The application of AI in ultrasonography will likely have the greatest impact in fields where there is no significant difference between beginners and experts in the initial image acquisition process. The more complex the image acquisition process is, the more difficult it may be to apply AI tools. Further research will likely focus on an easily approachable organ with the application of elastography, color Doppler ultrasonography, and contrast-enhanced Doppler ultrasonography [14]. Three-dimensional acquisition of anatomy has the potential to expand the efficacy of AI applications. Recent advances have been made in research and clinical application of point-of-care ultrasound with the intent to problem-solve single tasks in specific anatomic areas of interest, including the detection of ascites, pleural effusion, pericardial effusion, pneumothorax, and-more recently-the complicated diagnosis of coronavirus disease 2019 pneumonia [15,16]. It is hoped that the addition of AI-empowered tools could eventually help non-radiology-trained clinicians in certain clinical scenarios. In a recent article, point-of-care chest ultrasonography demonstrated a sensitivity of 75%, a specificity of 100%, a positive predictive value of 100% and a negative predictive value of 94.9% for the diagnosis of pneumothorax, though there are various situations that decrease the performance of ultrasonography such as subcutaneous emphysema [15]. An AI-enabled ultrasound diagnostic algorithm for pneumothorax has been investigated and proven clinically effective in a small number of patients [17].

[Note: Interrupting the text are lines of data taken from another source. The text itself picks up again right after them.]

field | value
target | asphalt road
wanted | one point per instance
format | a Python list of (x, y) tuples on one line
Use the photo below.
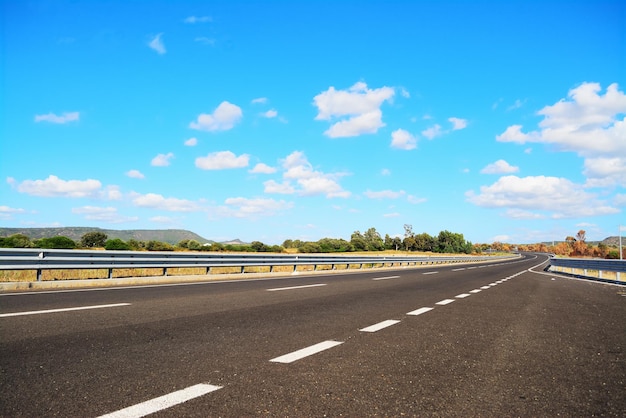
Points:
[(496, 340)]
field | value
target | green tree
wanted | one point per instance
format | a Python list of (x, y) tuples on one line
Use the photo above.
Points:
[(93, 239), (116, 244), (154, 245), (358, 241), (59, 242)]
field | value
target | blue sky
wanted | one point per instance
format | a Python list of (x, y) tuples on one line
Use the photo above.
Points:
[(274, 120)]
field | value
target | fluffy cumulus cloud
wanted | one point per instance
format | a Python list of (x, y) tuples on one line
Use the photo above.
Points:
[(540, 195), (222, 160), (135, 174), (241, 207), (156, 43), (354, 112), (157, 201), (100, 214), (499, 167), (589, 123), (162, 160), (261, 168), (223, 118), (402, 139), (56, 187), (458, 123), (299, 177), (59, 119)]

Regulatory Aspects of AI in Ultrasound

AI technology has continued to evolve with research advances following FDA approval. Previously, FDA-approved AI applications had locked-in models that were an obstacle to the adaptive evolution of AI algorithms. To overcome this regulatory problem, in January 2021, the FDA announced an action plan including a Predetermined Change Control Plan, which allows future modification to their original devices within a predefined range of "what to change" and "how to learn" while maintaining safety [18].


AI-empowered ultrasonography has the potential to further accelerate the use of medical ultrasound in various clinical settings with broad usage by medical personnel. The application of AI in ultrasonography could help to assist physicians in the diagnosis and triage of patients. The standardization of ultrasound examinations and qualifications for operators and interpreters should be discussed in medical disciplines, institutional leadership, and governing bodies [8]. These discussions are essential in the looming era of AI. Before using any AI tools, each institution should conduct an internal validation process to verify whether it is suitable for their patients and practitioners, as there is a lack of evidence-based nonrandomized prospective studies to validate the efficacy of AI tools [19]. Otherwise, the increasing use of ultrasonography coupled with AI assistant tools could result in wasted resources, malpractice caused by misdiagnoses, and eventually a great burden on medical institutions and their patients.


No potential conflict of interest relevant to this article was reported.